Bioreactors have initially been developed to overcome transport challenges associated with culturing cells in large 3-D constructs, but may also be used to impart hydrodynamic shear stresses. In particular, diffusion-limited transport of oxygen and nutrients has imposed restrictions to the size of constructs that could be generated: absent of convection, cells remain viable only within 200-800 μm of the scaffold surface, and therefore large (≥~ 1mm) cell-scaffold constructs develop a hypoxic and necrotic core [190-192]. To exert mechanical cues, bioreactors either apply fluid flow to cells or deform a cell-seeded, porous, fluid-filled scaffold.

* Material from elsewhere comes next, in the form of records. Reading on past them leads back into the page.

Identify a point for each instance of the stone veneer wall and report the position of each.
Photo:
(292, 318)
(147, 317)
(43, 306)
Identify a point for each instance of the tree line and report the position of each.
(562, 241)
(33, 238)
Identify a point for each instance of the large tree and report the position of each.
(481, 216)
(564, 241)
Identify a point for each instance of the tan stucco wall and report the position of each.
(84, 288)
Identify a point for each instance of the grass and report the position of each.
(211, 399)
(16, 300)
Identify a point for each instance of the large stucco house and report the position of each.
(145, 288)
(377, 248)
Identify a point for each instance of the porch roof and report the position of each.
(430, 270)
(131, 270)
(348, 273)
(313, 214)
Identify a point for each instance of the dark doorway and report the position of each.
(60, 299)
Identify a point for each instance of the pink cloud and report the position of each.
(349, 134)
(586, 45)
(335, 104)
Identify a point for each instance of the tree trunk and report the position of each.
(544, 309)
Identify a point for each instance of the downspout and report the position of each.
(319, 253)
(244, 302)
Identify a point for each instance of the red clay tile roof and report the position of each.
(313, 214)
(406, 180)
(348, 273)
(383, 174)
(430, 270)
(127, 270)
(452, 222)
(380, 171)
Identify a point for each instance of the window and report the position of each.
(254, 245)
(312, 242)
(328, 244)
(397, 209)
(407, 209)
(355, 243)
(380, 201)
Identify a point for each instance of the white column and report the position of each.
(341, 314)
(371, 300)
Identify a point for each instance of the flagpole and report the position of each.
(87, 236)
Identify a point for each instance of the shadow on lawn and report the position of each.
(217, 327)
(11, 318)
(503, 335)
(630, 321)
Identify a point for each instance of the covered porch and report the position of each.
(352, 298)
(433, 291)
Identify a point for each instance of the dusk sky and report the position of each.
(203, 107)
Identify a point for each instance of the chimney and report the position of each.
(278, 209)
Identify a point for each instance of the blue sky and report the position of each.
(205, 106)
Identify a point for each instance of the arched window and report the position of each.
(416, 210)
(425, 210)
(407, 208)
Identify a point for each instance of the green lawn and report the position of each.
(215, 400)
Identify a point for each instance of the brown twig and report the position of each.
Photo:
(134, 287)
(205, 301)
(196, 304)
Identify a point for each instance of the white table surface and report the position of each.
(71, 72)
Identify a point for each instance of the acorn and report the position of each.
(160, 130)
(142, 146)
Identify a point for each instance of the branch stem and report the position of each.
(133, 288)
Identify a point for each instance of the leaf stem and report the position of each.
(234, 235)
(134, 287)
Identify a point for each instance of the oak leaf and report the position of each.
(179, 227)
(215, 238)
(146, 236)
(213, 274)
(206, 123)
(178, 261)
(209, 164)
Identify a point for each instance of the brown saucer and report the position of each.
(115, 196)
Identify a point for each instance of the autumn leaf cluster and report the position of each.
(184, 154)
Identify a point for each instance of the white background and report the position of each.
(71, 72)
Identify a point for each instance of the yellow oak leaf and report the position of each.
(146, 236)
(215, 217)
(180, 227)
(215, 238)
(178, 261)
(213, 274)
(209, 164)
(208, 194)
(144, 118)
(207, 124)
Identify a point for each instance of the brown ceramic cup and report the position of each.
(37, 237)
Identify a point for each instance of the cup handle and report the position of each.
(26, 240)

The spinner flask or stirred flask, the simplest bioreactor for agitating culture media, was designed to improve cell seeding [193] and mass transport [194] over static cultures. In the spinner flask, cells within a 3-D scaffold are suspended via needle, thread, or wire in a large volume of media, and the media is mixed via magnetic stir bar at the bottom (Figure 6A). However, cells still remain localized to the scaffold surface [195], possibly due to the generation of turbulent eddies at the periphery of the scaffold and/or insufficient mass transport to the center of the scaffold [194, 196]. Despite these limitations, osteoblast differentiation is enhanced over static culture [92, 197-199]. Furthermore, this system was used to investigate the effect of fluid shear stress on interactions between prostate cancer and bone-derived cells. Interestingly, the viability of prostate cancer cells was decreased in the presence of media collected from spinner flask-cultured MSCs relative to media from statically cultured MSCs [200]. This suggests that appropriate mechanical stimuli enable MSCs to decrease tumor cell homing to bone during metastasis.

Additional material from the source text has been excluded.